Most of my twenties was marked by figuring out how to get pills, puking and then not puking, eating more and then less depending on what was happening in my life (the times when I was working less and had lots and lots and lots of silence I ate well, simply, and beautifully – again, the more people are in my life, the more hellish it gets inside my head). I realized that there had not been a house in my life that I had stayed in for more than a night that I had not thrown up in. Not one. I had thrown up everywhere I had ever been. Finally in seminary for Lent one year I gave up puking, just to see if I could, because I was tired. (I got a really cute pair of Campers if I made it all the way). I could. And that started the end of throwing up for me.
Since then I’ve been on the roller coaster of either being dieting or binging, with small oases of doing neither in between. I also quit smoking and hormonal birth control, both of which really screwed up my metabolism and my hunger mechanisms, and it’s been rocky in here figuring out how to deal with all this quitting within the space of a year, while beginning full-time parish ministry.
If I could eat every meal alone, I could probably return to a level of intuitive eating that would allow me to feel free and loving in my body. But I can’t. I’m partnered with someone who loves to eat together and I belong to this church where I have to eat things in front of other people. As a minister, I am invited into people’s homes and out with people to eat a lot. It’s part of my billable hours.
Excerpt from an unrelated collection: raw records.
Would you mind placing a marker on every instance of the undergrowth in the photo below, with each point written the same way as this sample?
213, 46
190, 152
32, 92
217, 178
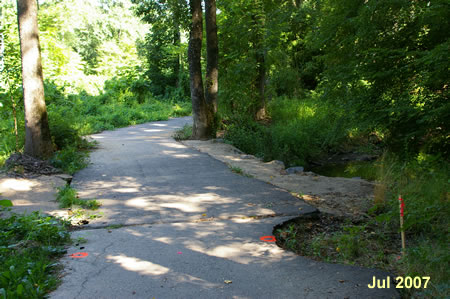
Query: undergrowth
67, 197
423, 183
29, 248
300, 130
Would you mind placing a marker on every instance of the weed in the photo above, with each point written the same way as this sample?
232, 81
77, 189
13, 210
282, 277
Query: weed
67, 197
239, 170
29, 246
184, 133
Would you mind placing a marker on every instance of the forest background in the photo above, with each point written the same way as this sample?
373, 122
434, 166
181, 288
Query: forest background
298, 81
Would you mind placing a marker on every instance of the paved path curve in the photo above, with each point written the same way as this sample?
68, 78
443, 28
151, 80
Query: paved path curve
179, 224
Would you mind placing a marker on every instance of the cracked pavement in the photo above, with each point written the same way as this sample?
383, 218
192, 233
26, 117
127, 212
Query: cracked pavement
179, 224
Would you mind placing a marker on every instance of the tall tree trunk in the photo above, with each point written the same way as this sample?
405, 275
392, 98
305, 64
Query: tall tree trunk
260, 84
176, 64
212, 56
203, 124
38, 142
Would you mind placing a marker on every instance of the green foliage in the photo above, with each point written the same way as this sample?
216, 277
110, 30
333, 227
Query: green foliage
423, 183
29, 246
5, 203
67, 197
380, 57
164, 47
301, 130
183, 133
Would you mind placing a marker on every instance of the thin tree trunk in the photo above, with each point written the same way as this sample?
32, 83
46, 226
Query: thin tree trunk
16, 131
212, 56
260, 84
38, 141
176, 66
202, 128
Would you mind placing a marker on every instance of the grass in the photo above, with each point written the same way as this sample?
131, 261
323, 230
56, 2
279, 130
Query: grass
375, 242
300, 130
74, 115
67, 197
239, 170
184, 133
29, 248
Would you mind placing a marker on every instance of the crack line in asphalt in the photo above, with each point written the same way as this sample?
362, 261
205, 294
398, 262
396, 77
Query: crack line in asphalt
211, 219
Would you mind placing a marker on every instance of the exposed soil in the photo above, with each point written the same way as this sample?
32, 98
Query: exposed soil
372, 249
333, 195
21, 165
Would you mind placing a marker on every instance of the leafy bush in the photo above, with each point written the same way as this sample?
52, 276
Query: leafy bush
301, 130
29, 245
423, 183
67, 197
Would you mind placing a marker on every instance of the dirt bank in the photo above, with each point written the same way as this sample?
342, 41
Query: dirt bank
339, 196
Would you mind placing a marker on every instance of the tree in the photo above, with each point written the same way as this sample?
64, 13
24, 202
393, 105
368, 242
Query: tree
38, 142
203, 108
212, 52
163, 45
And I can’t remember eating anything if I eat it with someone else. Honestly. The presence of other people is so loud and so distracting, the burden of trying to figure out what nonsense chitchat they want from me so overwhelming, that I literally can’t taste or feel my food. I always come home and have to eat an entirely new meal without interference. I wish with everything I am that I could just hang out with people without eating, that I could just drink coffee, that I could come over for a holiday and see the kids and have a lovely conversation and just have a glass of wine or water, that there was some socially acceptable way to say, “You know, I’m in recovery, and it’s really important to me that I not eat in a way that makes me feel panicked or terrified, which is what would happen if I were to chew or cram this beautiful food down inside me. And you are so nice and your house/this restaurant is so nice and you are really nice for wanting to hang out with me but eating with you makes me feel like I’m going to burst into tears.” Being in recovery from an eating disorder is not as real as being in recovery as an alcoholic.
I’m not entirely sure what to do with this. I started writing it because I found the mental health and the priesthood post interesting to write: to talk about how some identities/aspects of being interact negatively or positively with the church. Except now I’ve written two posts about how important stories in my life interact in mostly negative ways with being a minister. There just may not be a nice ending to this.